ニュースレター
メニューに戻る


2003年 6号

Opinion
創造都市―文化による都市再生

大阪市立大学大学院教授

佐々木雅幸


 バブル経済崩壊後の「失われた10年」からいくらかの年月が経過してもなお日本の経済力は回復の兆しを見せないが、新しい日本の「文化力」はダグラス・マッグレイの論文などによってJapan's cool として海外から広く評価されるに至っている。当の日本人は「ものづくり世界No1」から「クールな、カッコイイ日本」への海外からの評価に戸惑いながらも、政府も「技術立国」から「文化立国」へ大急ぎで目標を移しつつあり、経済ではなく「文化による日本再生」が話題に上るようになった。

 国境を越えた経済社会統合が進む欧州に目を転じると、独自の芸術文化を育て、革新的な経済基盤を持つ「創造都市」の動向に関心が集まり、「芸術文化による都市再生」の動きが急ピッチで進められている。

 イギリスではブレア首相が登場して以来、大規模な行政改革が行われ、社会の創造的な力を引き出す芸術文化政策への転換が進んでいる。文化・メディア・スポーツ省は「個人の創造性、スキル、才能を源泉とし、知的財産権の活用を通じて富と雇用を創造する可能性を持った産業」を「創造産業」として定義し、その「豊さ創造能力」を引き出すために振興策を打ち出している。具体的には、音楽、舞台芸術、映像・映画、デザイナー・ファッション、デザイン、クラフト、美術品・アンティーク市場、建築設計、テレビ・ラジオ、出版、広告、そしてゲームソフトおよびコンピュータ・ソフトウェア関連の13業種にその他産業の創造的労働者を含めて1995年には140万人(全産業の5%)以上が雇用され、約250億ポンドの付加価値(GDPの4%)と75億ポンドの輸出額をあげる一大産業となっており、5年間で55万人の雇用が増加し、年平均伸び率5%に達し、GDPでは7.9%を占めるに至った。ロンドン市内ではさらにその比重は高く、210億ポンドの生産額を挙げてビジネス・サービス業についで第2位につけ、約53万人の雇用を生みだしているために、ロンドン市長は「創造産業委員会」を立ち上げて、その成長可能性を引き上げて観光産業など都市経済全体へのインパクトを高めるための政策を打ち出した。

 創造産業や創造的企業が話題に上る中で、都市や地域の創造性についても関心が広がり、相次いで「創造都市論」が登場することになる。

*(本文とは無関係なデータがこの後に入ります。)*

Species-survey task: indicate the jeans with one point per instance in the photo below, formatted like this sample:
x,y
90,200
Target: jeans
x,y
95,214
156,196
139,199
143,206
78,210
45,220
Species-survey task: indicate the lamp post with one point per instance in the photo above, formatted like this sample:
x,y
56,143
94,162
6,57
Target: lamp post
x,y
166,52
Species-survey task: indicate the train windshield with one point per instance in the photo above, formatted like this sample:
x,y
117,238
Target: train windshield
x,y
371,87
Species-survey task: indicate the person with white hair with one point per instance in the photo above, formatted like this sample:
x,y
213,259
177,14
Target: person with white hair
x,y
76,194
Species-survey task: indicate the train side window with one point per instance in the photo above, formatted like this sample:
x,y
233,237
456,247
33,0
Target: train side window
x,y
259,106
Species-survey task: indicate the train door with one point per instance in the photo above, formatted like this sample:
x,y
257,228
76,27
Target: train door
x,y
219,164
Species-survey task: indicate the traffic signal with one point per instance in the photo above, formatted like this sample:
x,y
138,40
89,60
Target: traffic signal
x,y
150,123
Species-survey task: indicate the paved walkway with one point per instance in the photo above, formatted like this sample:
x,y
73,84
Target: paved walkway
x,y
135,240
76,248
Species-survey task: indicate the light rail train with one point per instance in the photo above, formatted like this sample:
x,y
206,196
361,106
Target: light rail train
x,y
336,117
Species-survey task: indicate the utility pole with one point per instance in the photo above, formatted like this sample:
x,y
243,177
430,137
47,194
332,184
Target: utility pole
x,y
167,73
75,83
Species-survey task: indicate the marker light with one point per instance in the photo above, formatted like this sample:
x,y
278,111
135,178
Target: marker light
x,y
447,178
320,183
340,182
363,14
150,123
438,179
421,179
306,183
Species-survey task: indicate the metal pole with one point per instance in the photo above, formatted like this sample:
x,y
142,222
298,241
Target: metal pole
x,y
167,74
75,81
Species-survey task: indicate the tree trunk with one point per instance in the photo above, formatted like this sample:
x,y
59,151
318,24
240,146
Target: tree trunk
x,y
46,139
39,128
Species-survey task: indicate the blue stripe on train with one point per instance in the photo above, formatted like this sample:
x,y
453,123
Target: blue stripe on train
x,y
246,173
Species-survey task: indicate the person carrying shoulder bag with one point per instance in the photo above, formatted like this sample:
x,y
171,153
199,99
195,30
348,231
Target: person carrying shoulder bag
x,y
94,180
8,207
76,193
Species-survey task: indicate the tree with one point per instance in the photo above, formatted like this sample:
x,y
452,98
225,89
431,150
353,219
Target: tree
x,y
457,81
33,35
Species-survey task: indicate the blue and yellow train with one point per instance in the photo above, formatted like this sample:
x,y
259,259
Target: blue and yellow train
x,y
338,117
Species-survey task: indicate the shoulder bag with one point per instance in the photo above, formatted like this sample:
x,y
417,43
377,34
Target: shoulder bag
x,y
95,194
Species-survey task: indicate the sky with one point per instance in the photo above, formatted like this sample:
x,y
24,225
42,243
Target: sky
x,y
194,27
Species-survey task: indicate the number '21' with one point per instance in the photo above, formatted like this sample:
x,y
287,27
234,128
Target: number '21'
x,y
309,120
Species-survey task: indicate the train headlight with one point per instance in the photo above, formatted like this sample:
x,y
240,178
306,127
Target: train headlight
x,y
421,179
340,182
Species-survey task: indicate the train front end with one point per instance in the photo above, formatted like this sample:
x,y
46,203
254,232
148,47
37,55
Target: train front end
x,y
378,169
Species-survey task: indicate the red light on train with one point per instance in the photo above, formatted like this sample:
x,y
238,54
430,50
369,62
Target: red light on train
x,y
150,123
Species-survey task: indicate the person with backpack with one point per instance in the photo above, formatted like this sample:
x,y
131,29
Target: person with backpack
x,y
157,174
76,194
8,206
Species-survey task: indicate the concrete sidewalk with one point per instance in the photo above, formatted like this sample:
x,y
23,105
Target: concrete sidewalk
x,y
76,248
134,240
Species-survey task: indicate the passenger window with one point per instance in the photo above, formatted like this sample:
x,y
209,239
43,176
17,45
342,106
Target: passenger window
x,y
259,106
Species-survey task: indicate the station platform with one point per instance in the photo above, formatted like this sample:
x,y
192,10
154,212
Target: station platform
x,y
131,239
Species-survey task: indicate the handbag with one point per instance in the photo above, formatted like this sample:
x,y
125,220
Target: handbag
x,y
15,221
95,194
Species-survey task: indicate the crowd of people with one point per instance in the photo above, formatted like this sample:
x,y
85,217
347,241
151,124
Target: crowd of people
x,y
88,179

 現代都市研究の第1人者であるイギリスのピーター・ホール著『文明における都市――文化、技術革新、都市秩序』が1998年に登場しているが、これは都市論の古典として有名なルイス・マンフォードの『都市の文化』を念頭において、それを凌駕する新たなる古典とも言うべき位置にある。すなわち、古代アテネから現代の世界都市ニューヨークやロンドンにいたる歴史上の典型都市を取り上げて「創造的環境と革新的環境」の二つの視点から分析を加え、芸術と技術の新たな融合による「来るべき黄金時代の都市」の展望が語られる。

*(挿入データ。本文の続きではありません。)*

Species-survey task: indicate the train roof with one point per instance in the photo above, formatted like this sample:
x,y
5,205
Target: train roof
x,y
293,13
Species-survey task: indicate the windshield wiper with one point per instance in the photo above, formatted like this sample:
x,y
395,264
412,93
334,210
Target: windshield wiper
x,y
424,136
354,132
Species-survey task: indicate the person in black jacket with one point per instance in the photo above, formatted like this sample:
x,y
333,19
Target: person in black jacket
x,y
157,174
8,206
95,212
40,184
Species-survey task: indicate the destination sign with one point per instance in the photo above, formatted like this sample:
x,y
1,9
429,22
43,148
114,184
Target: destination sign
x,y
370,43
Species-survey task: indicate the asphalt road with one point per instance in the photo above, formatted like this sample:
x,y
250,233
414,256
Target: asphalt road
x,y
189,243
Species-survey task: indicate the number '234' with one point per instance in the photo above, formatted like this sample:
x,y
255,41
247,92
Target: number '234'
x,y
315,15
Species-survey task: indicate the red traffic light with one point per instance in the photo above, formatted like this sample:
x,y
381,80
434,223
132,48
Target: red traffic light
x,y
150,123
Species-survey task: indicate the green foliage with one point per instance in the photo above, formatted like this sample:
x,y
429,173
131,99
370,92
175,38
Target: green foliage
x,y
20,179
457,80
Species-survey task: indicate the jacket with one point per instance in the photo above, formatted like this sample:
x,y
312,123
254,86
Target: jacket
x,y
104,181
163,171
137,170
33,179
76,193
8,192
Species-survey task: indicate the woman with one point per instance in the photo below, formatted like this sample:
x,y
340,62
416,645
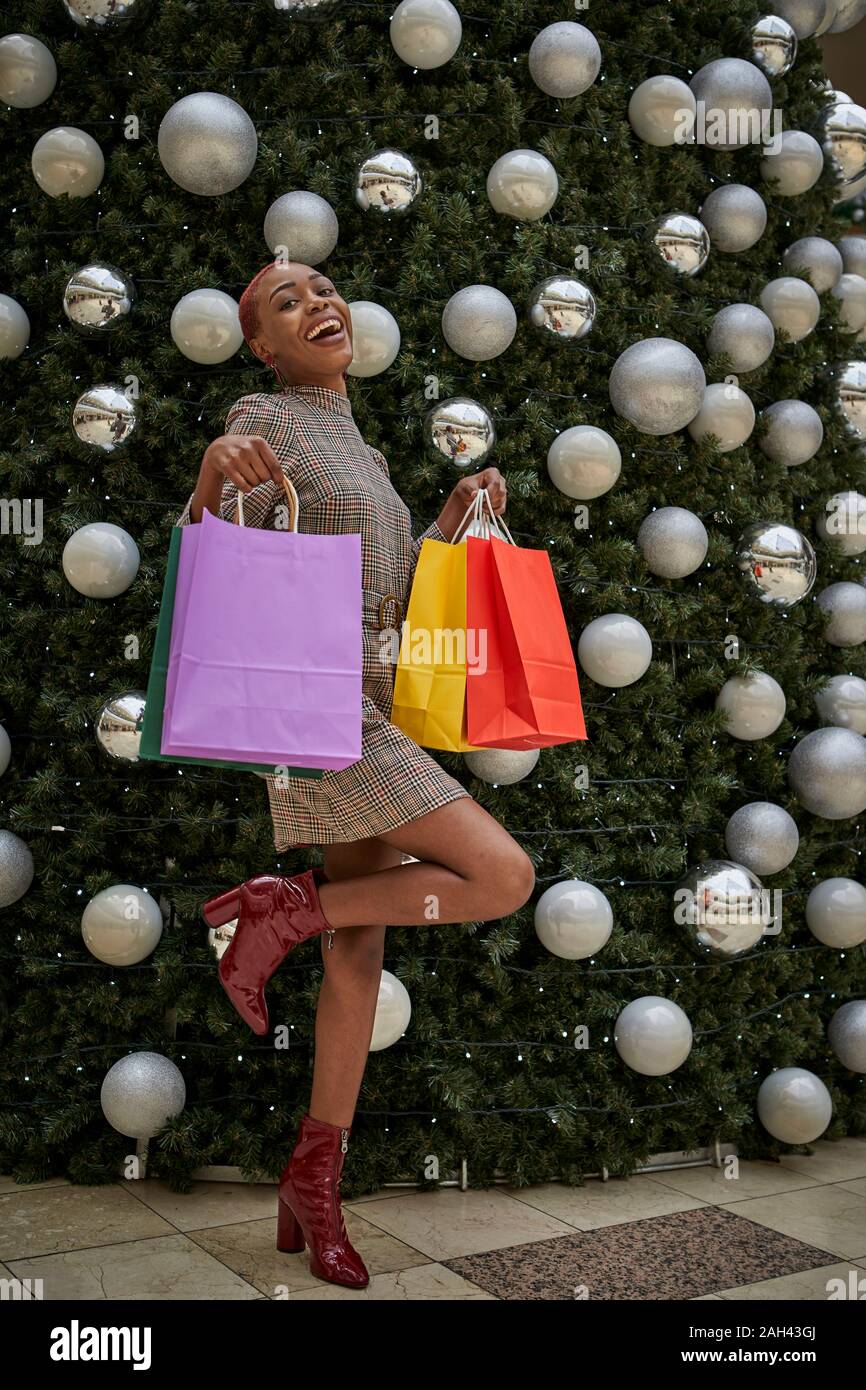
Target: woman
x,y
396,799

 欧州の新動向に呼応するかのように、アメリカでも創造都市あるいは創造的コミュニティに関する研究が現われた。その一つが、リチャード・フロリダによる『創造階級の興隆』(2001年)である。ポスト・フォーディズムの視点から地域経済分析に従事してきた彼はオースチンやサンフランシスコといった最近注目される成長都市にはIT産業やハイテク産業の技術者が集積すると同時に、前衛的な芸術家が多数集まっている。これら二つの社会集団の集積を示す指標である「ハイテク指標」と「ゲイ指標」には地域的相関が見られ、これらが重さなりあう都市に新たな創造的コミュニティが形成され、そこでは創造的なライフスタイルが発展し、産業と文化の両面で新たな活力が生まれるとしている。このように創造都市論は欧州から始まって、アメリカでも新しい都市モデルとして注目を集めている。

 翻って、日本でもまた長期不況に悩む関西大都市圏などでは「創造都市」や「創造産業」への待望感が強まっている。2003年大阪梅田に登場した新しい社会人大学院は「創造都市研究」を看板にし、大阪再生のための人材養成と、実践的な知恵を開発しようと設立された。私の新しい勤務先である大阪市市立大学大学院創造都市研究科がそれである。文化による都市再生に関心強い創造的市民のための研究機関として発展させたいと願っている。